He misses the fatal shot, but the point lands squarely on target: men like Warren do not like women showing them up. And when it happens, which it invariably does, they'll work as hard as they can to enact their revenge.

This is what's really behind the attempts to humiliate and undermine Whittaker by publishing these stills. They're hardly private, but the effort required to go through and capture them purely for the purpose of embarrassing her (You think you can just do that to me?! You think I'd let you get away with that?!) makes this even more of a petty, vindictive display.

The Sun is a newspaper that, for almost all of its history, has been synonymous with Page 3 girls. This deliberate attempt to diminish Whittaker is a reminder that women's greatest value at the end of the day is not as Time Lords, Prime Ministers or super heroes, but as titillating diversions for the men who get to routinely imagine themselves as Time Lords, Prime Ministers and super heroes.

The most galling thing isn't just the editorial decisions at play here but the fact that, for women working in the film and television industry, the expectation of nudity is practically a given – at least until enough fame and collateral has been amassed to negotiate an equal say with the largely male leadership teams that oversee production.

Publishing nude stills from Whittaker's past work isn't just an act of disparagement from a low-rent newspaper currying favour with its rankled male readership. It's also a reminder that no matter the heights her career ascends to (or any woman's career in front of the camera, for that matter), she can always be reduced to the naked ingenue being instructed to strip off for an invisible audience.

I'm sure Whittaker doesn't feel overly disempowered by the Sun's attempts to embarrass her.
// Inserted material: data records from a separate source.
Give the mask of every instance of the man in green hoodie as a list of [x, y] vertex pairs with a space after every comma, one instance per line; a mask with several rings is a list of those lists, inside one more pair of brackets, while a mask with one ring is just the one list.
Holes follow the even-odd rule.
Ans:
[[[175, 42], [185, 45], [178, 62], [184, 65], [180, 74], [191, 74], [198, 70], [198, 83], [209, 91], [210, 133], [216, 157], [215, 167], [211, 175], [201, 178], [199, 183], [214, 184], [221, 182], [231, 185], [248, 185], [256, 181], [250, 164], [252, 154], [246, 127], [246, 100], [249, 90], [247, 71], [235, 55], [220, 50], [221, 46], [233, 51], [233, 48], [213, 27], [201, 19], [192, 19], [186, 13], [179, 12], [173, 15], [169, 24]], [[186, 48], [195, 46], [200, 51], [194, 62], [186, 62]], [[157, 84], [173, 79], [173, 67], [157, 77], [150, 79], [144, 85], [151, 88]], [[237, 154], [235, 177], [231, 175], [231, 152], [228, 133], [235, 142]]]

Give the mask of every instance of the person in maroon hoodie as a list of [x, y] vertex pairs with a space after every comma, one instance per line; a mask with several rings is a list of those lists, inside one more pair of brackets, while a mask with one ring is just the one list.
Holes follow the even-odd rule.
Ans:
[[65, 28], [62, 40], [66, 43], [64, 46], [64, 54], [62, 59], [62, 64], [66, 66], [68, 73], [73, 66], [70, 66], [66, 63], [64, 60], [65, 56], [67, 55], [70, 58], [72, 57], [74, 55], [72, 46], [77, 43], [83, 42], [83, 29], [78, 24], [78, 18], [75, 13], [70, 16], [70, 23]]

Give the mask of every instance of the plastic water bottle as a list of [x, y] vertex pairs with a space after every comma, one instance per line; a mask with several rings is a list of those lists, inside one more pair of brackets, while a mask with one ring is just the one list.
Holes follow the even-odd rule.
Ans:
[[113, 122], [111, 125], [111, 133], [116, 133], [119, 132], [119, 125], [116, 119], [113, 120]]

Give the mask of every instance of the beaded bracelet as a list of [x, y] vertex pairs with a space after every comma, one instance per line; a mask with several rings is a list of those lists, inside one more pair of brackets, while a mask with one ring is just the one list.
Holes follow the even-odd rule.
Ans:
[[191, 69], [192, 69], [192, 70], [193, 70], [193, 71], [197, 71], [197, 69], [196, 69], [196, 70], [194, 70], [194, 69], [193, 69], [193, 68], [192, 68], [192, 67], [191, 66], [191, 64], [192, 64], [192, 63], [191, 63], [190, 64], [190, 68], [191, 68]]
She's still going to be the 13th Doctor after all. But the Sun couldn't be more blatant in its disdain for a world where little girls might be entitled to have heroes, too.

In their vision of this world, a move towards diverse storytelling and women who are more than just ciphers and rewards isn't necessary progress. It's political-correctness-gone-mad, appeasement of the triggered snowflake patrol and tokenistic rubbish.

Isn't it funny how almost every conversation that concerns itself with the "tokenism" of diversity and "merit" never, ever questions whether the mostly white and mostly male people who get to headline every aspect of life are there because they deserve to be? The merit of white men is just assumed.

Twelve white male Doctors before Jodie Whittaker, and not a single one of them opposed on the basis of being a white man. A Northerner, sure. Too young, yeah. Not someone's cup of tea, of course. But never, ever because they were a white man benefiting from cultural prejudice.

What we're seeing now is the screeching death throes of a particular demographic of men who cannot stand that the world is changing. Worse, that the woman they have traditionally seen themselves portrayed as superior to are suddenly outstripping them without a second glance back. This isn't what the pop culture they grew up with promised them! Men shape the stories and win the affection of the girls. So it ever was and so it ever shall be.

But that's the great thing about change. It happens whether people like it or not.